Borut Pfeifer:We'll never have $100 million marketing budgets, so the playing field will never be “level” as such. But in terms of access, with Sony's choice of the x86 architecture and commitment to straightforward self-publishing guidelines, we have a much easier path to get on console. On the other hand, while Microsoft has their similar ID@Xbox program, I'm pretty skeptical of their ability to execute at the same level. So that means really one major console is accessible (since I suspect Wii U and Ouya ultimately will have much smaller player bases).
More about the panel...
Robert Zubek, Founder, SomaSim
Robert is a game developer and co-founder at SomaSim in San Francisco, CA. Previously, he was a principal software engineer at Zynga, where he was the founding engineer on CityVille and a software architect on FarmVille 2, two of the company's large-scale social games. Prior to Zynga, he developed online game infrastructure at Three Rings Design and console games at Electronic Arts/Maxis. Dr. Zubek also did research in artificial intelligence and robotics before entering the industry.
Borut Pfeifer, Owner, Plush Apocalypse Productions
Borut Pfeifer is an independent game designer and programmer with over 13 years of experience making games. Most recently, he was the lead engineer and a designer on the cross-platform, award-winning strategy game Skulls of the Shogun. He has also worked at companies like Radical Entertainment, Sony Online Entertainment and Electronic Arts. At EA he was lead AI programmer on a game in development with Steven Spielberg. His other published credits include Scarface: The World Is Yours (on Playstation 2, Xbox and PC) and Untold Legends: Dark Kingdom (a launch title for the Playstation 3). Borut has written a wide variety of game development articles on programming, design, and business and he has also taught technical game design at the Vancouver Film School.
Damian Isla, President, Moonshot Games
Damian has been working on and writing about game technology for over a decade. He is president and co-founder of Moonshot Games, purveyors of fun and innovative mobile gaming fare. Before Moonshot, Damian was AI and gameplay engineering lead at Bungie Studios, where he was responsible for the AI for the mega-hit, first-person shooters Halo 2 and Halo 3. A leading expert in the field of artificial intelligence for games, Damian has spoken on games, AI and character technology at the International Joint Conference on Artificial Intelligence (IJCAI), the AI and Interactive Digital Entertainment Conference (AIIDE), Siggraph, and is a frequent speaker at the Game Developers Conference (GDC).

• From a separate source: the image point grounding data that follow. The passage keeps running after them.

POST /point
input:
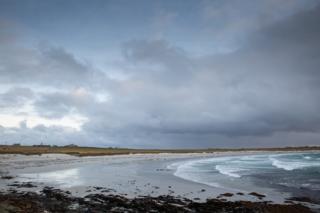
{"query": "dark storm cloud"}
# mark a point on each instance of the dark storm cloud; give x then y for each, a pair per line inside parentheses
(263, 92)
(45, 65)
(15, 97)
(267, 86)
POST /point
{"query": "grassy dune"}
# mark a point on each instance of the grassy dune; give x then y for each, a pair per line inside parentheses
(95, 151)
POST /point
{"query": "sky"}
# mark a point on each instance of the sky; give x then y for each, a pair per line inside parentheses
(160, 74)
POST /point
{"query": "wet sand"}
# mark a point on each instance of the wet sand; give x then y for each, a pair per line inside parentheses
(129, 176)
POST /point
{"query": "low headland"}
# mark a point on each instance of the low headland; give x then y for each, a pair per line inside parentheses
(22, 196)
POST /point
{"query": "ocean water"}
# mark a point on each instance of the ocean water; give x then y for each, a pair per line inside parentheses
(297, 174)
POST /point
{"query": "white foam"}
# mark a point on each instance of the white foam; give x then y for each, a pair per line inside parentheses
(231, 172)
(292, 165)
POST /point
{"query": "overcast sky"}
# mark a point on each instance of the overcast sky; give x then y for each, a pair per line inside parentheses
(165, 74)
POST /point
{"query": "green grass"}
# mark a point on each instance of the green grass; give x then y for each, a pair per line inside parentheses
(95, 151)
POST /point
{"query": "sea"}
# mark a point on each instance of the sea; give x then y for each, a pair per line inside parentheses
(296, 174)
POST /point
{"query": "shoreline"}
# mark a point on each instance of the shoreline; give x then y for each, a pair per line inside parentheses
(139, 169)
(55, 200)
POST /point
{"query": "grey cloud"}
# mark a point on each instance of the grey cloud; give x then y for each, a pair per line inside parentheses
(263, 93)
(48, 66)
(59, 104)
(15, 97)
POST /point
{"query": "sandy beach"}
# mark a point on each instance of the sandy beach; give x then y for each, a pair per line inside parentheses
(129, 176)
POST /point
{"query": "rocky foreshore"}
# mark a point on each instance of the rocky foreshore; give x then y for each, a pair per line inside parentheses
(55, 200)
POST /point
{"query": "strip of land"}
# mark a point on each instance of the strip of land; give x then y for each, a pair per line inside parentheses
(96, 151)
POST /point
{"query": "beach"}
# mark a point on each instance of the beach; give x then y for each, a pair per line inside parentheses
(129, 176)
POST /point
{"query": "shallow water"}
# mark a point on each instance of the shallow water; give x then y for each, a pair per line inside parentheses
(294, 173)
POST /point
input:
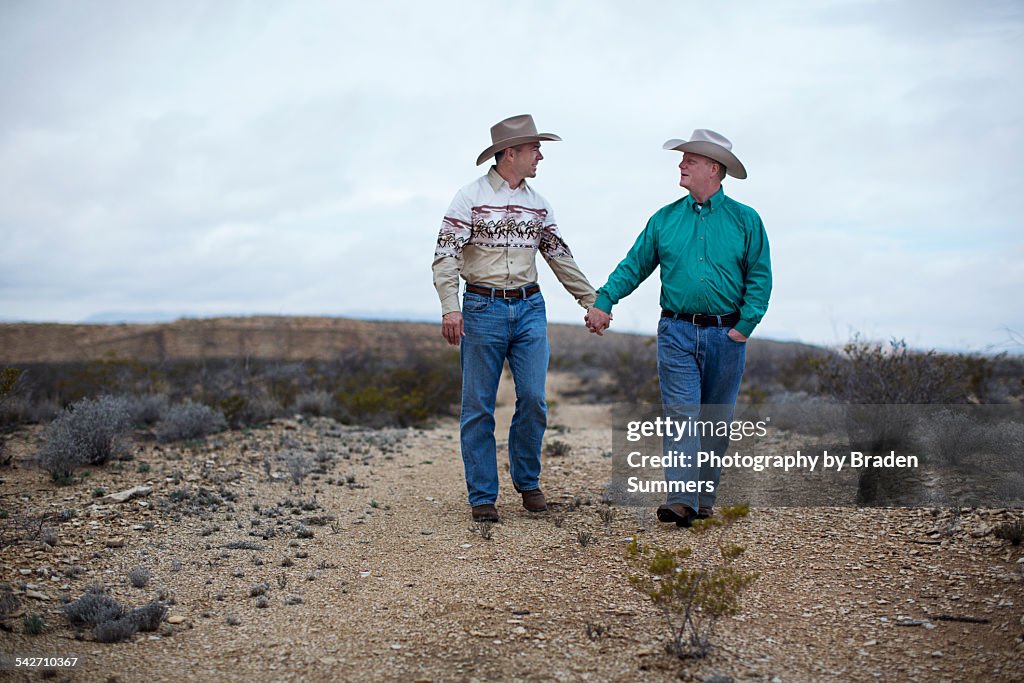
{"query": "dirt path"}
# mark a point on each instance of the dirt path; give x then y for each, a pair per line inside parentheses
(398, 586)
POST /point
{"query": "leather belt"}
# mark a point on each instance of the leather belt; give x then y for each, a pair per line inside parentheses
(704, 321)
(520, 293)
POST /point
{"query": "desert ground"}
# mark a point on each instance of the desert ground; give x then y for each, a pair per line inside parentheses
(375, 572)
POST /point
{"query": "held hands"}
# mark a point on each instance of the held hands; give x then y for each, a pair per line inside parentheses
(452, 328)
(597, 321)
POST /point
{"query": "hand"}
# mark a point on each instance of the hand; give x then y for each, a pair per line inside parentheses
(597, 321)
(736, 336)
(452, 328)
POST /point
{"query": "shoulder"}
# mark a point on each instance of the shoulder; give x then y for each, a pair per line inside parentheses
(669, 210)
(740, 211)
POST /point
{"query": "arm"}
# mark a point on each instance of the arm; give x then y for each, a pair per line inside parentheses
(632, 270)
(757, 279)
(559, 258)
(455, 233)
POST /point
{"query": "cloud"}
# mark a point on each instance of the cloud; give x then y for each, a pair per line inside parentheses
(297, 158)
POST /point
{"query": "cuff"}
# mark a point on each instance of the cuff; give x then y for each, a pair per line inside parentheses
(603, 302)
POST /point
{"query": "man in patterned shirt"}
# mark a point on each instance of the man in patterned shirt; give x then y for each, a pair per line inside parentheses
(489, 237)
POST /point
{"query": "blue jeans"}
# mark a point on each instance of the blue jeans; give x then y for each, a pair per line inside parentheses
(499, 329)
(699, 371)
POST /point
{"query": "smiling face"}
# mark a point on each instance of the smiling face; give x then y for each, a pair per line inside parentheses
(523, 159)
(698, 174)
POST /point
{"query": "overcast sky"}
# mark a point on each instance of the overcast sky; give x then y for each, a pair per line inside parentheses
(212, 158)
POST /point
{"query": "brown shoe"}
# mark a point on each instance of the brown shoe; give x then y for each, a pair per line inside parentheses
(485, 513)
(677, 512)
(534, 501)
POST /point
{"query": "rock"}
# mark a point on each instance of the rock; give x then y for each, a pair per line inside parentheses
(128, 494)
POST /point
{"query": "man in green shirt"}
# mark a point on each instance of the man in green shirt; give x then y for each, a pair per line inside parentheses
(716, 280)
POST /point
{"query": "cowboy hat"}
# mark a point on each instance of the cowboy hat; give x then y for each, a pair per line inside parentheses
(714, 145)
(514, 130)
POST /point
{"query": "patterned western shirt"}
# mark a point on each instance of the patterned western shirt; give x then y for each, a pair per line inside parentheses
(491, 236)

Thor Alexander, Founder & CEO, Lucky Puppy
Thor Alexander is the founder and CEO of Lucky Puppy, a mobile gaming startup based in Los Angeles, California. Thor was an early executive at Zynga, where he helped scale up the business from a scrappy startup to the largest tech IPO since Google. Prior to Zynga, he helped launch the pioneering social game startup MetaPlace, which was bought by Disney as part of the Playdom acquisition. Thor learned the ropes of video game development as a programmer, designer and producer at EA, Westwood and Origin.